Toutefois, cette violence contre les activistes n’est pas seulement l’apanage du Sénégal. Le 20 janvier 2021, huit membres du mouvement citoyen Lucha ont été acquittés par un tribunal militaire du territoire de Beni, en République démocratique du Congo. Le crime des activistes Eze Kasereka, Clovis Mutsuva, Consolée Mukirania, Elie Mbusa, Patrick Nzila, Délivrance Mumbere, Aziz Muhindovegheni et Lwanzo Kasereka avait été de manifester contre, le 19 décembre 2020, pour la paix et pour critiquer la mission de maintien de la paix des Nations Unies en RD Congo. Dans la mesure où, au cours de l’année écoulée, les groupes armés et les forces de sécurité de l’État ont tué au moins 670 civils, lors d’attaques perpétrées dans le territoire de Beni.

Ainsi, après un mois en détention rythmé par des tortures en prison, ils avaient été acquittés. D’autant que le parquet leur reprochait les crimes de « violences à sentinelle » et « sabotage ». Des accusations fabriquées de toute pièce. Et avait requis 10 ans de prison contre eux. Les juges avaient mis fin à la farce en concluant à l’absence de fondement des chefs d’accusation.

Plus récemment, en avril dernier, toujours dans le territoire de Beni (Nord-Kivu) et dans la Province voisine de l’Ituri, les mouvements citoyens pro-démocratie ont été réprimés violemment par des forces de sécurité congolaise, alors qu’ils manifestaient pacifiquement pour demander le départ de la Mission des Nations Unies pour le maintien de la paix en RDC (MONUSCO), accusée de rester passive face aux massacres perpétrés contre la population.
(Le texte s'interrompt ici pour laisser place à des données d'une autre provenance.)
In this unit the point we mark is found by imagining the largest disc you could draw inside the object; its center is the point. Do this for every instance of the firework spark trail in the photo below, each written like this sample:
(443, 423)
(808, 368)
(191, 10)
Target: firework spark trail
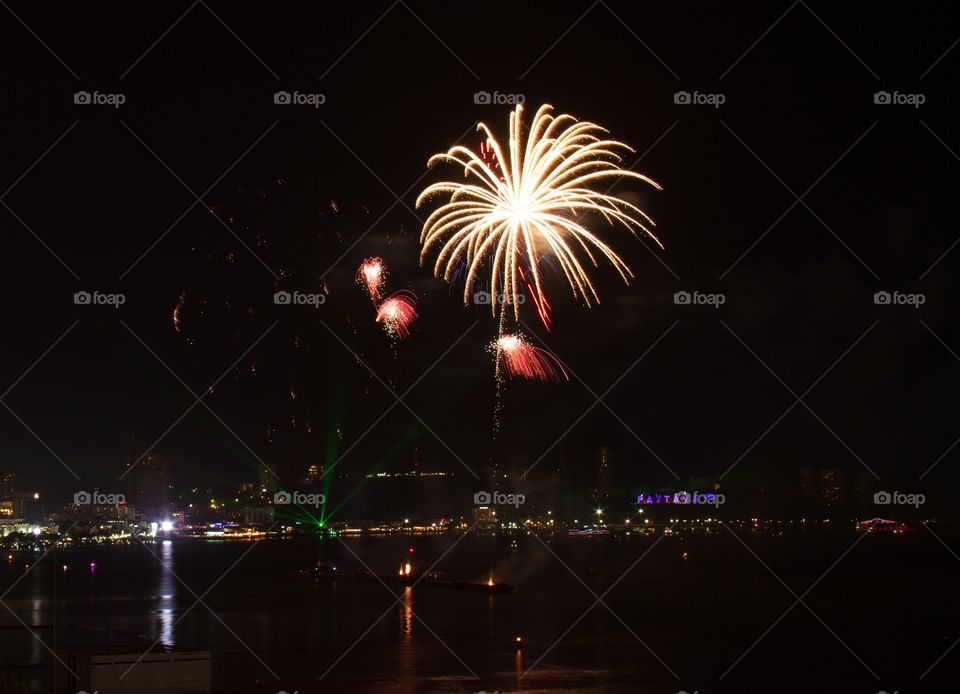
(528, 200)
(371, 275)
(397, 313)
(523, 360)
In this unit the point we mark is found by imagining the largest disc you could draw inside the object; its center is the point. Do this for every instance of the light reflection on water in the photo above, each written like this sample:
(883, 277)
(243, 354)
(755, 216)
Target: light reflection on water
(166, 589)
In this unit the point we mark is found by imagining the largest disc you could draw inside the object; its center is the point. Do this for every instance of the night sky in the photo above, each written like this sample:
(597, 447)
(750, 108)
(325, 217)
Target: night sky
(99, 186)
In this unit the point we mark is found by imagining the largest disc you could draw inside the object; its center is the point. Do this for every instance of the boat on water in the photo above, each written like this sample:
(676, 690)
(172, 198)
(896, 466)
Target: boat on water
(883, 525)
(589, 531)
(407, 576)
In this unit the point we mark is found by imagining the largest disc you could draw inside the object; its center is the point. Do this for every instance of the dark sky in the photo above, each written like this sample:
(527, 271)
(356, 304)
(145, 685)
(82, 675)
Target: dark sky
(878, 184)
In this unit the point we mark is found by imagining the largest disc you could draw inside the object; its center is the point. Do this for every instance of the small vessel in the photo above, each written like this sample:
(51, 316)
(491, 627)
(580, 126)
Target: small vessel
(883, 525)
(589, 530)
(407, 576)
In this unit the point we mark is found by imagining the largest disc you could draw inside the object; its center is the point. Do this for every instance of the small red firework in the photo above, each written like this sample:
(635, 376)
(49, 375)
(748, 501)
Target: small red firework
(398, 312)
(523, 360)
(371, 275)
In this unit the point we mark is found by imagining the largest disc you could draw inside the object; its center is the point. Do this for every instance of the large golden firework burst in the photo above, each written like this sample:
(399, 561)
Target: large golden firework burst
(529, 202)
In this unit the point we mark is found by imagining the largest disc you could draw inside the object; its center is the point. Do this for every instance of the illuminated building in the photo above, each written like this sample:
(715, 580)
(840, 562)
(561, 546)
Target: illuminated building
(484, 514)
(149, 481)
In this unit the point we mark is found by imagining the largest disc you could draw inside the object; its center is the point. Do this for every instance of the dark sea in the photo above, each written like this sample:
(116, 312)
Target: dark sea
(647, 614)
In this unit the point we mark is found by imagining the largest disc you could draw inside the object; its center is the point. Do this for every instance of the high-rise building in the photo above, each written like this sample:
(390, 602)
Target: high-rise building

Une dizaine d’activistes ont été interpellés lors des manifestations, puis libérés. Neuf autres sont restés en détention à Beni.

En Côte d’Ivoire, en 2019, Amnesty International s’émouvait de l’arrestation du cybermilitant Soro Tangboho, alias Carton Noir. Condamné à un an de prison, sa peine avait été alourdie à deux ans, à l’issue de son procès en appel. Son péché avait été de diffuser, le 8 novembre 2018 à Korhogo, dans le nord du pays, en direct sur Facebook une vidéo montrant des policiers qui étaient en train d’extorquer de l’argent à des motocyclistes. Accusé de « troubles à l’ordre public » et d’« incitation à la xénophobie », il avait été arrêté.

A l’image de ces quelques exemples, il reste encore du chemin à faire pour que les activistes africains soient considérés comme des maillons essentiels de l’édification de sociétés de justice et paix en Afrique. Kémi Séba ne dira pas le contraire.